Antikythera is a research and development institute focused on understanding the evolution of planetary intelligence and envisioning its scaling through computational systems.
Antikythera takes its name from the first known computer — the antikythera mechanism — which was an instrument for planetary orientation, navigation, prediction, and planning. The name serves as inspiration for investigations of computational technologies that not only provide immense feats of calculation, but also ones that reveal and accelerate planetary intelligence.
Antikythera is a school of thought rethinking the past, present, and future of planetary computation and developing outputs that span foresight, speculation, scenarios, and company-ready ideas. Studios, Lectures, Salons and Books and exhibitions are produced with a consortium of partners across academia and industry. Antikythera’s network of researchers and innovators work across design, technology, philosophy, engineering, international relations, social sciences, art and the humanities.
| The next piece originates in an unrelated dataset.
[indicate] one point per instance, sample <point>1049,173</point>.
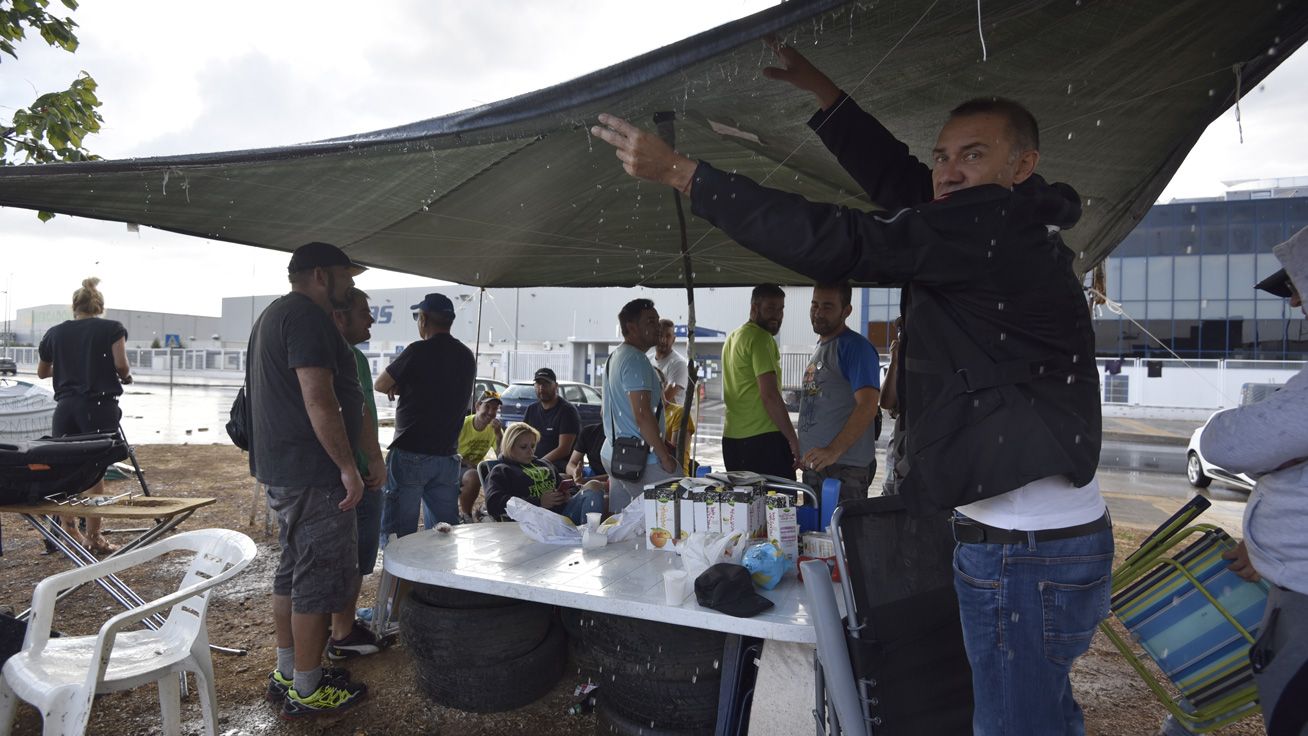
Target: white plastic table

Antikythera is directed by philosopher of technology Benjamin Bratton. The organization’s research is based on his groundbreaking work defining the contours through which computation became a global system and an indelible constituent of planetary intelligence.” Bratton’s seminal book The Stack: On Software and Sovereignty, published by MIT Press in 2016, charted a new architecture of computational infrastructure and described in advance the next decade's developments in planetary computation. The book was widely influential across disciplines and cultures, with a 10th anniversary edition will be published next year.
Antikythera was founded in 2022 as an incubated project of the Berggruen Institute, a 501(c)3 non-profit organization with offices in Los Angeles, Beijing, and Venice, which continues to provide fiscal sponsorship and foundational support.